Bush said decades of federal policy have not solved the vexing
problem of how to help generations of Americans mired in poverty.
Republican presidential candidate Jeb Bush on
Friday proposed an overhaul of the U.S. welfare system that would
eliminate what he called failing programs for the poor and send the
federal dollars from them to the states to develop their own plans.
Bush,
continuing an effort to position himself as the most serious,
substantive candidate in the race for the Republican presidential
nomination in 2016, laid out his plan ahead of a poverty forum in South
Carolina on Saturday.
Bush said decades of federal policy have not solved the vexing problem of how to help generations of Americans mired in poverty.
"We
have spent trillions of dollars on the ‘war on poverty,’ but there are
now still more than 46 million Americans living in poverty," he said in a statement laying out his plan.

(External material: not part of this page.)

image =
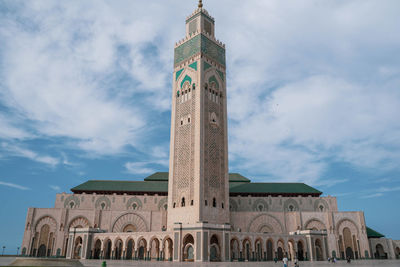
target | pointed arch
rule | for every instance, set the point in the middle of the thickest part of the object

Bush, a former Florida governor, would take some controversial steps as part of his welfare plan.
He
would eliminate the Supplemental Nutritional Assistance Program,
formerly called food stamps, housing assistance programs and a cash
program called Temporary Assistance for Needy Families.
He
would use the money to give so-called "right to rise" grants to the
states to let state governments fund programs they develop as the best
way to address poverty.
To encourage more
Americans on welfare to seek jobs, Bush would include in "Right to Rise"
grants work requirements and time limits for able-bodied adults.